Machine Learning is easy, at least, on a superficial level. You have some numerical array (maybe you call them tensors, because of high dimensionality, sometimes). Thats your input. Sometimes you throw away some features, if you have too many dimensions. Then you import some model from some library and just call
model.fit(x_train, y_train) That’s it! Your so hyped ML model is ready that can predict something.
Everything sounds simple enough! Let me complicate the thing a little bit. You want to predict label in Iris dataset, that’s easy. You can feed the input data to your model as is, it’s easy. Now just think about sound as input. Say I want to decide the tone of the voice sample has which emotion. How would I give the audio input to my model.
Let’s take an idea. Run the following code with your favourite audio file,
For 10 sec file sampled @ 44KHz you will have an array of 440,000 dimension. Now most of the data is useless, just like most of the pixels in image file. So although you can directly give your raw array as input to your model, chances are high you are not going to get anything useful from it.
This is the reason use use more efficient representations of speech, mostly Spectrogramor MFCC (Well they are almost the same thing in physical sense).
Some things needs to be remembered here i.e. if we are using compressed feature-set. We are obviously discarding some features. But the hope is, we discard most of the noise and keep most of the useful features, when using a encoding technique. But, still the question remains, at least from a superficial level, if we keep all the feature (assuming cost/hardware is not an issue) will it give better result. Maybe you should start at Curse of Dimensionality, if you want to study this in detail.
So lets start with, what is a spectrogram? it’s simple,
- first, it decomposes a signal into its component frequencies,
- Now, it plots those frequencies over time,
For example take this,
The left part, is a wave at 200HZ, the way we usually see in basic science book. The right representation actually shows, which frequencies are present at what time. Still this is not enough, because in practical life not all frequencies present in a signal have same amplitude (That’s how we understand, foreground sound and all other background noise). So all spectrograms are actually a 3-dimensional array that represents, a signal over time. To visually represent it, we just color code a spectrogram to represent a 3D array in 2D monitor. For example take this one,
This is a real taken example taken from a kaggle notebook. Here the different colors denotes different levels of amplitude. Just one thing to remember, in most practical cases, we use log scale for amplitude (i.e. the colors of a spectrogram). That’s it. Almost everything we do in sound (or any kind of signal processing) starts from here.
One criteria for generating spectrogram is getting all component frequencies of a signal and their corresponding amplitudes. To find that, we need some math. Well, there is at least something useful I learned in first Engineering Math paper (Although I didn’t realize it that time). There is some magic named Fourier transform. Honestly you really don’t need to know what calculation Fourier transform does under the hood, because you will always have some helper function to take all the heavy lifting of calculation spectrogram.
So what kind of special job MFCC does, if spectrogram explains everything. Lets go a bit deeper.
Normally we express frequencies in Hertz scale e.g. the way we plotted the above spectrogram. That is fine sometimes, but our hearing is not equally sensitive to all frequencies. Mel scale is another scale of measurement just like Heartz. But by definition, Mel Scale takes human perception of audio signal into account.

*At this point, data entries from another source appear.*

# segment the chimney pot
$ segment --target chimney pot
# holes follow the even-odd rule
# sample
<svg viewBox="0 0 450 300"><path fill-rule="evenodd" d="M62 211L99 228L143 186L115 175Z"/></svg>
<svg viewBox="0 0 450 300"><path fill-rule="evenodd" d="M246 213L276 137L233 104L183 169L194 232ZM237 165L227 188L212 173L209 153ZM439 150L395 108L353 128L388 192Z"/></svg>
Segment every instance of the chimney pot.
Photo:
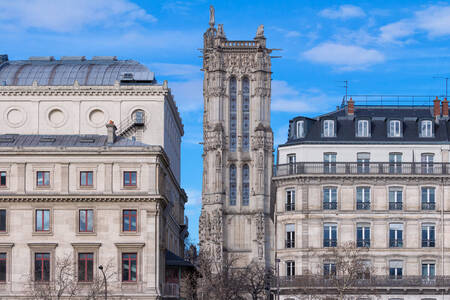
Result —
<svg viewBox="0 0 450 300"><path fill-rule="evenodd" d="M114 144L114 142L116 141L116 130L117 130L117 127L114 124L114 121L109 120L108 124L106 124L106 131L107 131L107 135L108 135L108 139L107 139L108 144Z"/></svg>
<svg viewBox="0 0 450 300"><path fill-rule="evenodd" d="M444 118L448 118L448 101L447 101L447 98L444 98L444 101L442 101L442 116Z"/></svg>
<svg viewBox="0 0 450 300"><path fill-rule="evenodd" d="M441 115L441 100L436 96L436 99L433 100L434 108L433 108L433 116L437 119Z"/></svg>
<svg viewBox="0 0 450 300"><path fill-rule="evenodd" d="M355 102L350 97L350 100L348 100L347 103L347 114L350 116L353 116L355 114Z"/></svg>

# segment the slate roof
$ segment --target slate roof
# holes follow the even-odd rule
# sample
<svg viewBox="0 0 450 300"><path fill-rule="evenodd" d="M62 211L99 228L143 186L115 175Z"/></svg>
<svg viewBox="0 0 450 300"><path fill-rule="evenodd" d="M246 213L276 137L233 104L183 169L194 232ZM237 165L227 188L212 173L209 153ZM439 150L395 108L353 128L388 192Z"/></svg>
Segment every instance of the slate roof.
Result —
<svg viewBox="0 0 450 300"><path fill-rule="evenodd" d="M336 136L323 137L323 120L336 121ZM357 137L356 124L359 119L370 120L370 136ZM401 137L388 136L388 122L391 119L400 120L402 124ZM303 138L296 135L296 123L304 120L306 134ZM421 137L420 121L433 120L433 137ZM448 118L433 118L431 106L356 106L354 116L346 113L346 108L320 115L316 118L298 116L289 121L288 140L282 146L295 144L447 144L450 141L450 122Z"/></svg>
<svg viewBox="0 0 450 300"><path fill-rule="evenodd" d="M2 147L146 147L147 144L124 137L116 137L113 144L107 143L106 135L32 135L0 134Z"/></svg>
<svg viewBox="0 0 450 300"><path fill-rule="evenodd" d="M97 56L86 60L84 56L30 57L28 60L0 59L0 85L70 86L78 81L82 86L110 86L119 82L156 83L153 72L134 60Z"/></svg>
<svg viewBox="0 0 450 300"><path fill-rule="evenodd" d="M169 250L166 250L166 266L194 268L192 263Z"/></svg>

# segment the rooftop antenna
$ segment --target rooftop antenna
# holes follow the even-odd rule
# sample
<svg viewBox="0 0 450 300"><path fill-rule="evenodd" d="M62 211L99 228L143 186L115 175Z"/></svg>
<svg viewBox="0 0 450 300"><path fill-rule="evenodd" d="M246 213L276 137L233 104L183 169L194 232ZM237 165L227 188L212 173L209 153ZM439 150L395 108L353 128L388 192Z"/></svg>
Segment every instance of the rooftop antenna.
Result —
<svg viewBox="0 0 450 300"><path fill-rule="evenodd" d="M447 91L448 91L448 77L442 77L442 76L433 76L433 79L445 79L445 98L447 98Z"/></svg>
<svg viewBox="0 0 450 300"><path fill-rule="evenodd" d="M344 85L339 86L339 87L345 88L345 96L342 99L342 103L341 103L341 107L344 107L345 104L347 103L347 97L348 97L348 80L342 80L342 81L338 81L338 82L344 83Z"/></svg>

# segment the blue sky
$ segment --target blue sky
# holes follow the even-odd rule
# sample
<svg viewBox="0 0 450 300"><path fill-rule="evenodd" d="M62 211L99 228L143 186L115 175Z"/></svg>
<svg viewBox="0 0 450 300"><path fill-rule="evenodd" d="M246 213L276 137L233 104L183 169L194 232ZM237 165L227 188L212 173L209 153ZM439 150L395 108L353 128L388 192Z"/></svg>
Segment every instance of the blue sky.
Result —
<svg viewBox="0 0 450 300"><path fill-rule="evenodd" d="M450 3L427 1L0 0L0 54L117 55L169 80L183 118L182 186L198 239L202 179L202 73L198 48L209 5L230 40L264 24L274 55L275 143L292 117L315 115L350 94L442 95L450 75Z"/></svg>

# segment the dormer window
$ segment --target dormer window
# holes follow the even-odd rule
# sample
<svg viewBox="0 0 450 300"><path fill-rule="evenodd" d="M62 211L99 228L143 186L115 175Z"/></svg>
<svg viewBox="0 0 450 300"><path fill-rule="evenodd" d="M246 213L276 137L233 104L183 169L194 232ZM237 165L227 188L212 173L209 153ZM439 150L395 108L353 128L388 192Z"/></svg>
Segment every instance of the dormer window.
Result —
<svg viewBox="0 0 450 300"><path fill-rule="evenodd" d="M323 121L323 136L334 137L334 120Z"/></svg>
<svg viewBox="0 0 450 300"><path fill-rule="evenodd" d="M433 122L431 120L423 120L420 122L420 136L421 137L433 136Z"/></svg>
<svg viewBox="0 0 450 300"><path fill-rule="evenodd" d="M401 137L401 123L400 120L389 121L389 136Z"/></svg>
<svg viewBox="0 0 450 300"><path fill-rule="evenodd" d="M369 136L369 120L358 120L357 123L357 136L368 137Z"/></svg>
<svg viewBox="0 0 450 300"><path fill-rule="evenodd" d="M297 121L297 138L305 137L305 121Z"/></svg>

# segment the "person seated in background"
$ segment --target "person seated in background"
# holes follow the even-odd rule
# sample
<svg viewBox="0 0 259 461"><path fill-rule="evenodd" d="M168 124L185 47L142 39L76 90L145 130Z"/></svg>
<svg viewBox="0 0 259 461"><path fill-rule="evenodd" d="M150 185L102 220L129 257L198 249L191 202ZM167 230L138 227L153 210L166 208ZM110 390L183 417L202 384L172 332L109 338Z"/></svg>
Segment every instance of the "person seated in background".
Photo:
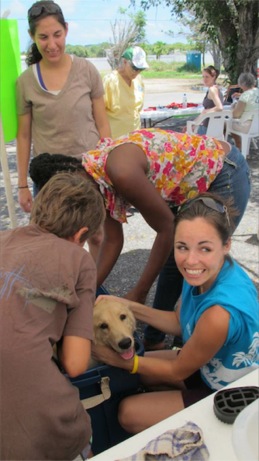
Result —
<svg viewBox="0 0 259 461"><path fill-rule="evenodd" d="M140 72L148 67L145 51L134 46L124 51L118 69L103 78L105 109L113 139L141 127L144 83Z"/></svg>
<svg viewBox="0 0 259 461"><path fill-rule="evenodd" d="M90 181L59 173L36 196L29 225L0 232L1 460L88 456L90 418L53 346L68 376L86 371L96 265L82 247L104 215Z"/></svg>
<svg viewBox="0 0 259 461"><path fill-rule="evenodd" d="M242 90L239 85L229 85L224 96L224 106L230 106L234 101L240 98Z"/></svg>
<svg viewBox="0 0 259 461"><path fill-rule="evenodd" d="M243 93L232 104L232 128L241 133L248 133L255 111L259 112L259 88L256 88L256 79L250 72L243 72L238 78L238 84ZM238 120L236 120L238 119ZM231 132L231 129L230 129ZM241 148L240 137L231 133L236 146Z"/></svg>
<svg viewBox="0 0 259 461"><path fill-rule="evenodd" d="M219 70L215 69L214 66L205 67L202 71L203 83L204 86L208 88L206 95L202 101L202 105L204 107L201 115L210 112L217 112L223 109L223 94L219 89L216 80L219 76ZM198 116L195 120L195 124L199 124L200 116ZM200 124L197 133L198 134L206 134L208 126L208 119L203 120Z"/></svg>
<svg viewBox="0 0 259 461"><path fill-rule="evenodd" d="M107 347L93 347L95 359L140 374L146 392L126 397L119 406L120 424L130 433L258 368L258 296L252 280L229 255L233 216L228 202L208 193L178 210L174 254L184 283L176 312L109 297L128 305L139 321L183 336L178 351L147 352L130 360Z"/></svg>

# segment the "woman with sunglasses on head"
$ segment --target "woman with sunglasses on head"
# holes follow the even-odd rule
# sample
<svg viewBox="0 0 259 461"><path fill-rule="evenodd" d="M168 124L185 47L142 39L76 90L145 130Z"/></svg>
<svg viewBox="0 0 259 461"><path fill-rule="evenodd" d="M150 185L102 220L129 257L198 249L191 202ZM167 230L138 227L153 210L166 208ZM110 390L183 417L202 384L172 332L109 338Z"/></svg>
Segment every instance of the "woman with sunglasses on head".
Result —
<svg viewBox="0 0 259 461"><path fill-rule="evenodd" d="M240 133L248 133L255 113L259 113L259 88L251 72L242 72L238 77L238 85L242 93L231 105L233 119L229 131L236 146L241 149L241 138L231 133L231 128Z"/></svg>
<svg viewBox="0 0 259 461"><path fill-rule="evenodd" d="M101 76L91 62L65 52L68 24L59 5L35 2L28 23L33 40L29 68L17 80L19 203L27 212L32 205L27 184L31 144L33 156L62 151L80 158L110 136Z"/></svg>
<svg viewBox="0 0 259 461"><path fill-rule="evenodd" d="M94 346L96 359L141 376L146 392L127 397L119 407L119 421L130 433L158 423L258 368L258 295L229 255L234 217L229 204L209 193L180 207L174 252L184 284L175 312L112 297L129 305L139 321L182 334L184 342L181 350L153 351L131 360Z"/></svg>
<svg viewBox="0 0 259 461"><path fill-rule="evenodd" d="M118 69L103 78L105 109L113 138L141 127L144 83L140 72L147 68L145 51L134 46L122 53Z"/></svg>
<svg viewBox="0 0 259 461"><path fill-rule="evenodd" d="M233 198L239 213L237 226L250 195L244 157L224 141L151 128L100 141L96 150L83 154L83 165L98 184L107 212L97 259L98 284L104 282L120 255L126 212L134 206L156 237L147 264L126 297L144 302L169 258L169 270L163 271L157 296L168 298L168 309L173 309L182 287L171 256L174 212L188 198L210 190ZM155 306L164 307L164 303ZM150 343L162 341L150 336L146 338Z"/></svg>

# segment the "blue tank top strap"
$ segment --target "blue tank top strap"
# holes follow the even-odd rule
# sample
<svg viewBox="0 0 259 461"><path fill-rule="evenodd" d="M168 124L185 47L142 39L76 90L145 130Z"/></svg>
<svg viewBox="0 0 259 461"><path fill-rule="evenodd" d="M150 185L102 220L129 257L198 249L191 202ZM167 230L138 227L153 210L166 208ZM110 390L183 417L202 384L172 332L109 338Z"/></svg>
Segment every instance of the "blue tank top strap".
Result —
<svg viewBox="0 0 259 461"><path fill-rule="evenodd" d="M40 63L37 62L36 63L36 69L37 69L37 74L38 74L38 79L39 79L39 82L40 82L40 85L41 87L44 89L44 90L48 90L43 82L43 78L42 78L42 75L41 75L41 71L40 71Z"/></svg>

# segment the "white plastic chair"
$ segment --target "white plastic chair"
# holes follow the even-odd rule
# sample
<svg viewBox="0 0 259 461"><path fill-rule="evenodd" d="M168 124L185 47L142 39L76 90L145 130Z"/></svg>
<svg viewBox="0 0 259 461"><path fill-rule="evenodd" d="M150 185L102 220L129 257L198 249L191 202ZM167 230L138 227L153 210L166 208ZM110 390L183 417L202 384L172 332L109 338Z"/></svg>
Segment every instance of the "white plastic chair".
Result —
<svg viewBox="0 0 259 461"><path fill-rule="evenodd" d="M187 121L187 133L197 134L197 130L203 120L209 119L206 136L211 136L224 141L226 139L226 124L231 119L232 112L230 109L221 110L219 112L208 112L201 114L198 117L198 123L195 120Z"/></svg>
<svg viewBox="0 0 259 461"><path fill-rule="evenodd" d="M242 133L241 131L235 130L232 128L232 122L239 121L239 119L233 118L227 127L226 135L231 135L231 133L236 134L241 139L241 153L246 158L249 154L251 140L255 143L255 138L259 136L259 112L253 112L253 119L250 125L248 133ZM256 144L256 143L255 143Z"/></svg>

What this gibberish means is, the numbers expressed in Mel Scale are more representative of human perception. Thus Mel Scale representation usually makes computers understand speech more like human, less like machines.
What happens in MFCC is we derive our audio encoding from a spectrogram expressed in Mel Scale, instead of Heartz (Yes! there are more steps involved in actual scenario, but this is the step that makes it more like human).
There are a lot of encoding techniques available, except MFCC. But I tried to explain MFCC, because it give nice result in most the cases. And honestly, we don’t need to work on signal representation, unless we are working Signal Engineering itself, not Machine Learning. For ML engineers MFCC does just fine in most of the cases.
Anyway, this is already 3 in morning. And it’s time to finish this post. I’ll try to write about other things, as an when I come across.